特に空港での大決戦は純粋に楽しいです。絵作りに関しては『バットマンvsスーパーマン』と同様に文句なしですが、本作はそれに加えて見ていて楽しいというのが高評価につながります。個人的に好きなのは、スパイダーマンとアントマンのふたり。完全に空港大決戦の主役でした。スパイダーマンの戦闘中にもベラベラしゃべりまくる未熟な感じ、アントマンの巨大化以降の子供っぽい戦い方といい、可愛いです。こいつらは世界の命運がかかっているとか、仲間どうしの傷つけ合いとかそういうシリアスなことは一切気にしてません。「ヒーロー」といえるのか微妙ですが、そこがいいですね。このふたりには、今後もこのままのノリでいってほしい…。
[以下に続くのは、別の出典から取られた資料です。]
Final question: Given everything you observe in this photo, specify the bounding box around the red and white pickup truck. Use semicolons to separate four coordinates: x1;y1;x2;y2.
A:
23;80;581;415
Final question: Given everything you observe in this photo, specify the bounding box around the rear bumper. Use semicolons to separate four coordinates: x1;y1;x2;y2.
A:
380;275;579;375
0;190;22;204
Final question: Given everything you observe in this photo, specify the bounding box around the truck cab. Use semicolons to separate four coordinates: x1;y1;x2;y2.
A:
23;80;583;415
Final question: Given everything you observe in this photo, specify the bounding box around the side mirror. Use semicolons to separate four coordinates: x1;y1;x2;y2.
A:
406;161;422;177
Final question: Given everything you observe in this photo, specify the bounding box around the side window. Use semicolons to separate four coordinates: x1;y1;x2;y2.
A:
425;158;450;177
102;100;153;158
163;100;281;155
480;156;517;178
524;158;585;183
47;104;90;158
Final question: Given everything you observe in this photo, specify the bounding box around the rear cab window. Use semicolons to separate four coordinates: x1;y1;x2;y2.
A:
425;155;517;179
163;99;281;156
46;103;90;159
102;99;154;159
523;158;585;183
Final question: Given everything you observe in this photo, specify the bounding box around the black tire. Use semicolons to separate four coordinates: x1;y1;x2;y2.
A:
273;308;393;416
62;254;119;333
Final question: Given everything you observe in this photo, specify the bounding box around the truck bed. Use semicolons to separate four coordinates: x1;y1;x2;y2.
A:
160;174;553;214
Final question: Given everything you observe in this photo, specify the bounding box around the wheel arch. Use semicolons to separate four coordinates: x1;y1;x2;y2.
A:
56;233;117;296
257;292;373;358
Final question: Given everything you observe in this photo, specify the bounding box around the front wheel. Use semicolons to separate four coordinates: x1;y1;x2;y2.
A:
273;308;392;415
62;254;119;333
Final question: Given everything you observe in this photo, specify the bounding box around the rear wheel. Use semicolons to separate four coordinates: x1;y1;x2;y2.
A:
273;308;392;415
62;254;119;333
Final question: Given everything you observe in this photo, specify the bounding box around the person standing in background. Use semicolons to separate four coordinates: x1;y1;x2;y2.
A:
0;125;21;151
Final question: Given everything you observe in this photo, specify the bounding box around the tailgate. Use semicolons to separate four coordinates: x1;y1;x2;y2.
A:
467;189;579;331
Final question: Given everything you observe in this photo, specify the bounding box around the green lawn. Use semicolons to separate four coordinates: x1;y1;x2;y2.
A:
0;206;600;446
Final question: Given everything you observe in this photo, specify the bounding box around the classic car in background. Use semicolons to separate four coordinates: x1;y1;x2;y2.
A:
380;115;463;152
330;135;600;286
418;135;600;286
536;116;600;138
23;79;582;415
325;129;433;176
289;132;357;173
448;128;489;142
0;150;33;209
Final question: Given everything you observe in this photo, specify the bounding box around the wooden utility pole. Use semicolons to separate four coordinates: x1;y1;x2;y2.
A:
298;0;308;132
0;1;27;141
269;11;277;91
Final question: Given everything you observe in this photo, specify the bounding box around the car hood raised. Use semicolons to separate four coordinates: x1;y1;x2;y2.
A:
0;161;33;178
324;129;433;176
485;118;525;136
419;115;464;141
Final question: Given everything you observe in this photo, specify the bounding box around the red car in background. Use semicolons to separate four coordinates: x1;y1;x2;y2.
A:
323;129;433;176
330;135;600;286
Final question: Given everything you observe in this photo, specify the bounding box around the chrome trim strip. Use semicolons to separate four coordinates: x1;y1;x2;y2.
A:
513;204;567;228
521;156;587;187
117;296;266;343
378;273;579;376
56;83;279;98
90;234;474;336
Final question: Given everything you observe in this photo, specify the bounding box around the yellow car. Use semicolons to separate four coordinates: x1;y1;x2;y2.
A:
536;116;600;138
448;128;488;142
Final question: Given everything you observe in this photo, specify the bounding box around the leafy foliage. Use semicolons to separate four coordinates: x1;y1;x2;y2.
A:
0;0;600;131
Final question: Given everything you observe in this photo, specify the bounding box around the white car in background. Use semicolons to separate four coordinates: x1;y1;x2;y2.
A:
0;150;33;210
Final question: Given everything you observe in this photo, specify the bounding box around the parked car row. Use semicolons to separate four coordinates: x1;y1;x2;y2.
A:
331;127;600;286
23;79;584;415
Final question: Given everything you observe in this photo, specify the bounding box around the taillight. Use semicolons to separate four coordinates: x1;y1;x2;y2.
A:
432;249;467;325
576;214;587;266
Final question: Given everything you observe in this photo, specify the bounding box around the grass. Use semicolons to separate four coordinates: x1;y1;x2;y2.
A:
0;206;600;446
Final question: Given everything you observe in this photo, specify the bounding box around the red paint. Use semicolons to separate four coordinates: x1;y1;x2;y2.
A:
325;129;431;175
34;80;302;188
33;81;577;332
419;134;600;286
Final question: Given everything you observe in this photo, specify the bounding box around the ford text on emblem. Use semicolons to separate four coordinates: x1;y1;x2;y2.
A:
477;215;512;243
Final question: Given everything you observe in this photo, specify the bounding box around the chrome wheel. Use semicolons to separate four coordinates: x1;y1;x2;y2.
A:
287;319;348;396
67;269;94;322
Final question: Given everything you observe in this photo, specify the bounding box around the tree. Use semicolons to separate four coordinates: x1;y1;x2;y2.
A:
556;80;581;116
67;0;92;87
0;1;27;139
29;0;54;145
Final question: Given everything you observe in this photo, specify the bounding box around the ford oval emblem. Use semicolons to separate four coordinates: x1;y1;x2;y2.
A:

ギャグも相変わらずキレがよく、一番のツボはヴィジョンでした。もう服をきているだけで面白いというおいしいキャラです。しかも、ワンダとのまるでイチャイチャしているようにみえなくもない人間臭いシーンがいい(このふたりは原作では結婚して子どもまでいるんですね)。バッキーとサム・ウィルソンも漫才コンビ化しそうな未来が見えます。本作は最終的に仲間割れするバットエンドなわけですが、それでも希望があるように見えるのはこういう何気ない意思の共有が描かれるからでしょう。きっとどこかで仲良くなれる…というか喧嘩するほど仲が良い? まさに昨日の敵は今日の友です。
ヒーローがヒーローをつくる
不満もないわけではないです。やはりヴィジョンとスカーレット・ウィッチは他の超人と比べても突出して強いため、戦闘でもあまり本気を出していませんでした。空港での大バトルにおいても、積極的に戦闘に参加せずに俯瞰している感じでしたが、無難にこれくらいにするしかないでしょう。それでも、スカーレット・ウィッチの力でもっと楽に解決できるのではという余計なツッコミがどうしても頭に浮かびます。例えば、バッキーは自身の洗脳を解く方法が見つかるまで冷凍睡眠する道を選びますが、スカーレット・ウィッチに頼れば洗脳くらい解けそうでは?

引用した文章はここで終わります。